Integer datatype in C: int, short, long and long long


Reading time: 35 minutes | Coding time: 5 minutes

Every programming language has in-built types to differentiate between the nature of various data (input or output or intermediate). Integer is a common data type which is widely use in general programming and in scientific computing.

Integer is defined as a number which has no fractional component. Numbers which have a fractional component is known floating point numbers. Despite the fact that floating point numbers can represent numbers accurately, integers have their own place in the world of computing due to:

  • Integers consumes significantly less space than Floating point numbers
  • Calculations using integers are much faster (over 2 times) due to hardware architecture

In C programming language, integer data is represented by its own datatype known as int. It has several variants which differs based on memory consumption includes:

  • int
  • long
  • short
  • long long

Usage

In C, one can define an integer variable as:


int main()
{
   int a = 1; 
   short b = 1;
   long c = 1;
   long long d = 1;
}

Signed and Unsigned version

As the range of numbers determined by a datatype like int is limited and both negative and positive numbers are required, we have two options:

  • signed integers: range is equally divided among negative and positive numbers (including 0)
  • unsigned integers: range starts from 0 to the upper positive number limit

Hence, unsigned integers are used when:

  • negative numbers are not required
  • increase the range of positive number by double

One can defined an unsigned integer by placing the keyword unsigned before the usual declaration/ initialization like:

int main()
{
   unsigned int a = 1;
   unsigned long b = 1;
}

The default declaration is the signed version signed.

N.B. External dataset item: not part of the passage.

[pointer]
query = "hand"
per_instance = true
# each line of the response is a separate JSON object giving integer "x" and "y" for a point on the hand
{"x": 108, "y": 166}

Hence, there are 8 possible types for integer:

  • int
  • unsigned int
  • short
  • unsigned short
  • long
  • unsigned long
  • long long
  • unsigned long long

Format specifier

To print a value in C using printf, one needs to specify the datatype of the data to be printed. The format specifier of each variant of integer datatype is different in C.

For instance, int datatype has %d as the format specifier.

Following code demonstrates the idea:

int main()
{
   unsigned int a = 1;
   int b = 1;
   unsigned long c = 1;
   long long d = 1;
   printf("%u", a);
   printf("%d", b);
   printf("%lu", c);
   printf("%lld", d);
}

Range and memory consumption

One can find the memory consumed by a data type as follows:

int main()
{
    printf("size of int : %d\n",sizeof(int));
    printf("size of signed int : %d\n",sizeof(signed int));
    printf("size of unsigned long : %d\n",sizeof(unsigned long));
    return 0;
}

Ideally, memory consumed by the signed and unsigned variants are the same. It only differs in the range.

If Integer data type int is of 4 bytes, then the range is calculated as follows:

4 bytes = 4 X 8 = 32 bits

Each bit can store 2 values (0 and 1)

Hence, integer data type can hold 2^32 values

In signed version, the most significant bit is reserved for sign. So, 0 denotes positive number and 1 denotes negative number.

Hence

  • range of unsigned int is 0 to 2^32-1
  • range of signed int is -2^31 to 2^31-1

The exact value of memory and range depends on the hardware but remains same across several hardware types. Following table summarizes the values:

Data type Size (in Bytes) Range Format specifier
int 4 -2147483648 to 2147483647 %d
unsigned int 4 0 to 4294967295 %u
short 2 -32768 to 32767 %hd
unsigned short 2 0 to 65535 %hu
long 8 -9223372036854775808 to 9223372036854775807 %ld
unsigned long 8 0 to 18446744073709551615 %lu
long long 8 -9223372036854775808 to 9223372036854775807 %lld
unsigned long long 8 0 to 18446744073709551615 %llu

In some platforms, long long and long refer to the same size but in other platforms, long long can be double the size of long.

In general, the rules are:

  • signed and unsigned version will have the same size
  • size of int is 4 bytes
  • size of short <= size of int
  • size of int <= size of long
  • size of long <= size of long long

Integer overflow

As we have seen that each integer datatype has a fixed range beyond which it will fail. In case, a number falls beyond the range of a datatype, then the code will wrap around to give an errorneous result.

Consider the case of int where the range is -2147483648 to 2147483647.

Key points to note in case of signed int are:

  • The number after 2147483647 is -2147483648.
  • The number after -2147483648 is -2147483647
  • 2147483648 is represented as -2147483648 as it is wrapped around

In case of unsigned int, how is 4294967296 stored?

0
4294967295
4294967296
-4294967296
The range of unsigned int is 0 to 4294967295. Hence, 4294967296 which is 4294967295 + 1 gets wrapped around to 0.